Ultimately, burnout can feel like a loss of purpose. And when work has become so central to our sense of being, losing direction can take a considerable emotional toll. That’s the risk of working for a mission-driven organization in a purpose-driven economy, says Yinger. Purpose-driven work can boost well-being overall but the “shadow side” is people feel less able to emotionally separate from their work. They don’t feel empowered to set limits. Take it too far and you have “badge of honor culture,” she says, as in, “‘I’m proud of the fact I got pneumonia this year.’”
If she could offer one takeaway, she says, “The research is clear: Burnout is an individual symptom to an organizational problem.”
Why Tech Is Susceptible
Tech startups seem specifically ripe for burnout. In an April survey of 11,000 tech workers, 57% reported feeling burned out. The problem isn’t tech-specific, says Yinger, but in rapidly scaling organizations, people start to rely more on systems than relationships. Without taking time to recalibrate culture during scale-up, a company risks burning employees out.
It’s really important that team leaders model the behavior that they want their employees to do, not just tell them to do it, says Yinger. “Culture is seeing.”
A great example of modeling leadership comes from Circleup founder Ryan Caldbeck.
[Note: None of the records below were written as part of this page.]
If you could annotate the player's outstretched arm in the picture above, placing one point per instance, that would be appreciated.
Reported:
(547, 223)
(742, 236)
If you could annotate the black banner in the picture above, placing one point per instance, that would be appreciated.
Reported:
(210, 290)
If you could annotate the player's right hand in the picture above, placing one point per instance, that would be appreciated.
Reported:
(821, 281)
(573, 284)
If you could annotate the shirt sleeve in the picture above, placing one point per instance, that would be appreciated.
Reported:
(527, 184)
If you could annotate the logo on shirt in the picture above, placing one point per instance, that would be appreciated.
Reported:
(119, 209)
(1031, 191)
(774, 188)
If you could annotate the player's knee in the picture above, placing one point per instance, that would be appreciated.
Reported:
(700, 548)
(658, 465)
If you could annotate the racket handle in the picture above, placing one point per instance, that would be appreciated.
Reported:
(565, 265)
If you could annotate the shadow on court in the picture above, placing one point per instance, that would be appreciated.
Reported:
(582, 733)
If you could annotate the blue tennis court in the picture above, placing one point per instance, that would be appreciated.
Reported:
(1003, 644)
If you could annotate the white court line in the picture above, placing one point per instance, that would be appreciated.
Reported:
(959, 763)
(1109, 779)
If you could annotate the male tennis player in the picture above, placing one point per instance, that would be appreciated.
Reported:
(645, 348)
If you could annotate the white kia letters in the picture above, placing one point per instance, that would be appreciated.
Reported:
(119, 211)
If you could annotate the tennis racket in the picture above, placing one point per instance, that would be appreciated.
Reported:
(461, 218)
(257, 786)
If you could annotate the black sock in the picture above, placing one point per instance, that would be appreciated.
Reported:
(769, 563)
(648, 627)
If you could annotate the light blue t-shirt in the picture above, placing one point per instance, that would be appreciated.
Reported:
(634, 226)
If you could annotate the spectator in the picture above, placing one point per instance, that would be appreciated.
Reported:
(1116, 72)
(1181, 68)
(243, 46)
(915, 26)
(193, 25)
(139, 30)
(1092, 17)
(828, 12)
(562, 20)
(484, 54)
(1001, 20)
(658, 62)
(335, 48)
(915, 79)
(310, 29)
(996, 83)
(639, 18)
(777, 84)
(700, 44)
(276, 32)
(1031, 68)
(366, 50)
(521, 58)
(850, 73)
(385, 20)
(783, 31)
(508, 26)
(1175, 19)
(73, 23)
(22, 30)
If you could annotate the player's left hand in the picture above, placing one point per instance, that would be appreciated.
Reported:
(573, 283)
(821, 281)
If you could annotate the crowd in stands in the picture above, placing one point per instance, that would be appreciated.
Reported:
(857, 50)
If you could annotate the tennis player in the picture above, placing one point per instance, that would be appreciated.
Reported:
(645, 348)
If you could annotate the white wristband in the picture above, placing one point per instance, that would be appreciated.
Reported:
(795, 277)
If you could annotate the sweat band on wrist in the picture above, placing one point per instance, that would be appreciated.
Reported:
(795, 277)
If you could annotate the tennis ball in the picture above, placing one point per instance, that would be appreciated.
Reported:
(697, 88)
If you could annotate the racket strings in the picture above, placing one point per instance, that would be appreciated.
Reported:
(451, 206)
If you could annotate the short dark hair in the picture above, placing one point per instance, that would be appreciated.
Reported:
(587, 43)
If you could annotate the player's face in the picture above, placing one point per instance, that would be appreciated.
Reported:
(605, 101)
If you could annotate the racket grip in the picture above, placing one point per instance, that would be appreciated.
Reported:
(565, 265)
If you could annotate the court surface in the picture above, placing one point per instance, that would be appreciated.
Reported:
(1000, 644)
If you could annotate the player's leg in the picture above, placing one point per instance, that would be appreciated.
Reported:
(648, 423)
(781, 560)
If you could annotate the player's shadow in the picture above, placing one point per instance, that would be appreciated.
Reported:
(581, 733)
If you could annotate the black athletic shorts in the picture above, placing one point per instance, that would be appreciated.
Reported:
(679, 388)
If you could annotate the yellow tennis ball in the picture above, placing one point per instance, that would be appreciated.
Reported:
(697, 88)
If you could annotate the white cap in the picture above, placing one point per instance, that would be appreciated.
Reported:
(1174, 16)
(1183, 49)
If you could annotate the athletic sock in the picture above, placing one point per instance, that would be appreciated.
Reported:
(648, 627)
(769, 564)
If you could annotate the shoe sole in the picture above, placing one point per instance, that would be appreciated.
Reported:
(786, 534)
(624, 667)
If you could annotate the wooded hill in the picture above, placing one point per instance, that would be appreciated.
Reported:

In an October blog post about his own battle with burnout, he wrote, “Persistence was my superpower. Persistence is a double-edged sword, and my decision not to take a break, to not take more off my plate, hurt me, my family and the company. That was the biggest mistake of my career."
Yinger recalls working at Airbnb with a customer service leader and former Navy Seal. His division was under a lot of pressure during the company’s hypergrowth. Rather than acquiesce to every demand that came down the pipeline, he created a culture of protection around his team by negotiating tradeoffs and countering the stresses of the wider organization. His team loved being there, despite a very challenging year.
“You don’t want to build a company where you take 20-year-olds and burn them out and then they leave as 30-year-olds,” says Yinger. “You want people to be able to do their full tour of duty at your company and leave better than they came.”
By all means, if something is business-critical, borrow against your energy reserves. You’re bound to get in the red sometimes. In peak performance, we want just the right amount of pressure to feel activated but not so much we feel anxious all the time. You can’t always be in that savings account, says Yinger. Pay yourself back.
And speaking of backs, hers is better now.